Ein Arzt muss aufgesucht werden, wenn der Betroffene in kurzer Zeit viel Gewicht verliert. Auch ein dauerhaftes Erbrechen oder ein verringertes Selbstwertgefühl können auf die Erkrankung hindeuten. Ebenso leiden die Patienten häufig an Karies und nehmen kalorienreiches Essen zu sich. Zudem sollte ein Arzt aufgesucht werden, wenn es durch die Bulimie zu psychischen und sozialen Beschwerden kommt. In akuten Notfällen muss ein Notarzt gerufen werden. Eine umfassende Behandlung der Bulimie sollte in einer Klinik durchgeführt werden. Dafür müssen sich die Betroffenen allerdings die Krankheit eingestehen. Auch eine Behandlung in Selbsthilfegruppen ist möglich.

Behandlung

Bulimie ist eine Krankheit, die nur mit Hilfe eines auf Bulimie spezialisierten Arztes behandelbar ist. Dieser Arzt ist in der Regel Therapeut oder Psychologe. Die Behandlung der Bulimie kann in der Regel erst dann beginnen, sobald der Betroffene einsieht, Hilfe zu benötigen.
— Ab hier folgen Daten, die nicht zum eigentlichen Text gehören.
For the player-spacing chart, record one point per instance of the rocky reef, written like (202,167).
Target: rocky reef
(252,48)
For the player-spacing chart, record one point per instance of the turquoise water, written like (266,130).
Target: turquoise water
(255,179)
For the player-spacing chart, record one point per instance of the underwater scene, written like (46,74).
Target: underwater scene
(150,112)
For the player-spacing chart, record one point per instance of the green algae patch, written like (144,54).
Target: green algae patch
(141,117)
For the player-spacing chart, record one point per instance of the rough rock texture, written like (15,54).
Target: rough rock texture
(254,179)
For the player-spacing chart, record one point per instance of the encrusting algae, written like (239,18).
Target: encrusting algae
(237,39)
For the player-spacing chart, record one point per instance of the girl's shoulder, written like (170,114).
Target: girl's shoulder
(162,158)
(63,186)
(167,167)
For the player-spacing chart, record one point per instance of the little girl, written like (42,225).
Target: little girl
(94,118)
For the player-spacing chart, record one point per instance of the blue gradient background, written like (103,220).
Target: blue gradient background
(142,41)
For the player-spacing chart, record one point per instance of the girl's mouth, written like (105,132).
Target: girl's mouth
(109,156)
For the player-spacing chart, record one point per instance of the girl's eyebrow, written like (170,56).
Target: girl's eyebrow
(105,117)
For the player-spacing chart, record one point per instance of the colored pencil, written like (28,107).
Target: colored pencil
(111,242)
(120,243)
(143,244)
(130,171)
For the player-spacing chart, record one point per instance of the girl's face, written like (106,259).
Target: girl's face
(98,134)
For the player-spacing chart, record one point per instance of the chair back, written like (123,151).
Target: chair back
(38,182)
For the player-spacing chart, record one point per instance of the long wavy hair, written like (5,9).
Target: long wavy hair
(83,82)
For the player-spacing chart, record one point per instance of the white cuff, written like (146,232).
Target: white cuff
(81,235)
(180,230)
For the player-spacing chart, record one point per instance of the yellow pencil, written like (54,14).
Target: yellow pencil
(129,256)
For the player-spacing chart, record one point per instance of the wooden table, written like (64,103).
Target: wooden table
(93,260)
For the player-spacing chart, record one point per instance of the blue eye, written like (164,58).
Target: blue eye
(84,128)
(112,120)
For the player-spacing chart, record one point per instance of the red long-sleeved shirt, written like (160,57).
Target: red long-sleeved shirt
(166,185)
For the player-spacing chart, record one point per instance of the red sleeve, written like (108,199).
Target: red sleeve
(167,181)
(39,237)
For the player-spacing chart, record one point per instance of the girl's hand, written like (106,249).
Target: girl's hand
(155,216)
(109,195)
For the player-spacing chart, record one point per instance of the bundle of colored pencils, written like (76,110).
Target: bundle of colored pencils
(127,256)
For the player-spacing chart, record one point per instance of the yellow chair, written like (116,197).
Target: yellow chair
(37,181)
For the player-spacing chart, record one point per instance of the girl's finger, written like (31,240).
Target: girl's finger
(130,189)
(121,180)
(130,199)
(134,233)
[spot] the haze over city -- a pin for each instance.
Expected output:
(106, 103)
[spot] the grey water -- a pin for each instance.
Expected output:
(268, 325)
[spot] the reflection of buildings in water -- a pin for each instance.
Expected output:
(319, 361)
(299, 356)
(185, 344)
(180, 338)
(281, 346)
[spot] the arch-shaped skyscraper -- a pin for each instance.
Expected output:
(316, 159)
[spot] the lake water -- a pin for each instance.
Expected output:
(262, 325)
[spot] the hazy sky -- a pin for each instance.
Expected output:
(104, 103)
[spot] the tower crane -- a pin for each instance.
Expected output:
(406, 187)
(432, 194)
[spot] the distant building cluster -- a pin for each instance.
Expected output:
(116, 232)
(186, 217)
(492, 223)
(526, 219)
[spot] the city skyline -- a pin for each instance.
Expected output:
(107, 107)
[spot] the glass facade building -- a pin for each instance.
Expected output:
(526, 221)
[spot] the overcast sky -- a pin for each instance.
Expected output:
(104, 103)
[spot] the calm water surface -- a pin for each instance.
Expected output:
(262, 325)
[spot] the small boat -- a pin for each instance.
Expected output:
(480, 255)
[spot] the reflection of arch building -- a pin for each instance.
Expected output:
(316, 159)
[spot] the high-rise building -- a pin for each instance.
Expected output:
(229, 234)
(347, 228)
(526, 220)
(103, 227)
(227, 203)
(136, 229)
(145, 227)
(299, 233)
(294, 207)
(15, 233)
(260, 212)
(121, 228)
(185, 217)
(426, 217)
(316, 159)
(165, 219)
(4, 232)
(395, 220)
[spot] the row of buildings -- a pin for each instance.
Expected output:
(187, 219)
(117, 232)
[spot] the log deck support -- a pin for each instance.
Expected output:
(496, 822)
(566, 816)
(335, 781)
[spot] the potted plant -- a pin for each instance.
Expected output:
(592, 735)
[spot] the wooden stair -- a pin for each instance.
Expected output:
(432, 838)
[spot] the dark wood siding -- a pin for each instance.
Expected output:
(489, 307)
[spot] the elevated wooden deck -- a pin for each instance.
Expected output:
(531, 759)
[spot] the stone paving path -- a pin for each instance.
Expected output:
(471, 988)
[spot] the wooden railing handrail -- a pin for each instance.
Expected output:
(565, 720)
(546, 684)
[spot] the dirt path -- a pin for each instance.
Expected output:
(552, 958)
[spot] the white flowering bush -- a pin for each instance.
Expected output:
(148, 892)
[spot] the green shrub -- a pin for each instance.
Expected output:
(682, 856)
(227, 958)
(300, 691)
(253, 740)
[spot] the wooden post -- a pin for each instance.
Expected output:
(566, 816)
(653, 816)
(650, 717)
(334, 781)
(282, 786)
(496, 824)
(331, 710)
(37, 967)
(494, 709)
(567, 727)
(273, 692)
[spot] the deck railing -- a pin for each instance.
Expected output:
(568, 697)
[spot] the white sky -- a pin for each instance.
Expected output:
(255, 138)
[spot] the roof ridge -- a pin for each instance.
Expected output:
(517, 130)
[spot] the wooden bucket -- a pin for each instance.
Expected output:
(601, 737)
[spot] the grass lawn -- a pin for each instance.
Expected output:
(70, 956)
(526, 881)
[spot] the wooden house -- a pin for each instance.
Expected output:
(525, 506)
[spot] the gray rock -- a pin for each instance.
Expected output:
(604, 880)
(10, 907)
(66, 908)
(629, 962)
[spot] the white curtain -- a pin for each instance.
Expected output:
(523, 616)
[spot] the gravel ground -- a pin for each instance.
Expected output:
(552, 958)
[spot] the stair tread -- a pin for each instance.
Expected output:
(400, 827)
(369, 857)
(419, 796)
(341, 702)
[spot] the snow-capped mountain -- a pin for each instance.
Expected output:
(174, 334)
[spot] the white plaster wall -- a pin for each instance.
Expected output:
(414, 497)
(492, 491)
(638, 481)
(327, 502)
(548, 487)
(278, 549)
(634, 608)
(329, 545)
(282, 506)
Danach ist ein wochenlanger psychosomatischer Kuraufenthalt der beste Grundstein, um wieder zu einem gesunden Leben zurückzufinden. In dieser Therapie wird versucht, die Ursachen der Bulimie herauszufinden, um diese dann aufzuarbeiten. Wer an Bulimie erkrankt ist, muss anstelle des übermäßigen Essens Alternativmöglichkeiten anwenden lernen.

Ein an Bulimie erkrankter Mensch wird sein Leben lang auf sein Essverhalten achten müssen, wie ein trockener Alkoholiker darauf achten muss, keinen Alkohol mehr zu trinken. Der Bulimiker hat hier allerdings den Nachteil, dass er essen muss, um zu überleben, und nicht abstinent leben kann.

Der richtige Umgang mit dem Essen ist ein ebenso wichtiger Punkt in der Bulimie-Therapie wie verschiedene Methoden mit den Ursachen zurecht zu kommen. Nach der Intensivtherapie ist eine ambulante, regelmäßige Gesprächstherapie fortzuführen, um auch im Alltag bestehen zu können und mit Rückfällen umgehen zu lernen, ohne wieder in die Bulimie zurückzufallen.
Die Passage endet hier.